Поскольку участие в производстве и поддержании медиапамяти имеет минимальные цензы, в основном, связанные с медиаграмотностью, преодолимые для большинства населения планеты, мы имеем основания считать медиапамять демократичной. Медиапамять создается на основе свободного выражения мыслей и чувств широкодоступными языковыми средствами. Пользовательские фотографии и документальные свидетельства играют одинаково важную роль в формировании представлений о прошлом наряду с субъективным восприятием действительности и оценочными высказываниями. Историческая информация, производимая и распространяемая индивидами, служит целям потребления лично ими самими, на основе ее индивид формирует свою собственную идентичность и мировоззренческую позицию.
Необходимо отметить две особенности медиапамяти. Во-первых, медиапамять интенсивно производится поколениями, непосредственно не принимавшими участия во вспоминаемых событиях. В медиапамяти живая память вытеснена памятью культурной. Дистанцирование от события порождает «вторичную», опосредованную память, в которой внутрисемейные и внутригрупповые воспоминания подкрепляются авторитетом старшего поколения семьи.
Во-вторых, производство ее контента опирается на аргументационные системы постправды, в которых субъективная оценка всегда доминирует над объективными данными. Более того, эмоциональность такой оценки (традиционно негативная), является залогом ее быстрого (чаще всего, вирусного) распространения.
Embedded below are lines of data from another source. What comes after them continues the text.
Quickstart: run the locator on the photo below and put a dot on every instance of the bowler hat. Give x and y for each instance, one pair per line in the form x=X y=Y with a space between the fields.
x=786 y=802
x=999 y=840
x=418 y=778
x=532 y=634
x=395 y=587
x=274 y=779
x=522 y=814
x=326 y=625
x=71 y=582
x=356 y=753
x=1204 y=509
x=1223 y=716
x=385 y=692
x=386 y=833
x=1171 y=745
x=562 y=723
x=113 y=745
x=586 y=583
Негативная эмоциональность постправды, укорененная в эмоциях гнева, возмущения, ненависти, тесно связана с языком вражды, поэтому она легко становится питательной почвой мемориальных войн.
В-третьих, отражая диалектическое взаимодействие первичных и глубинных компонентов индивидуальной памяти (кратковременной и долговременной памяти), медиапамять комбинирует механизмы «коротких» и «длинных воспоминаний», подчиняясь общей логике функционирования интернета. С одной стороны, оппозиция «короткое/длинное» определяется удаленностью вспоминаемого объекта от настоящего. С другой – зависит от физической пригодности носителя к длительному хранению информации. С этой точки зрения медиапамять целесообразно разделить на короткую и долгую.
Короткая медиапамять
Цифровые технологии меняют темпоральные структуры общества, а, значит, меняют и структуру памяти [Головашина]. Скорость интеракций в интернете изменила глубину медиапамяти. Чем выше скорость взаимодействия, тем больший объем требуется для формирования опыта. Поскольку человеческий мозг не является компьютером, он не производит физического перемещения данных на носителях, «объем» человеческой памяти экономится за счет уменьшения детализации. Иначе говоря, рост скорости социальных контактов неизбежно требует поверхностности, и без того естественной в ситуации неопределенности.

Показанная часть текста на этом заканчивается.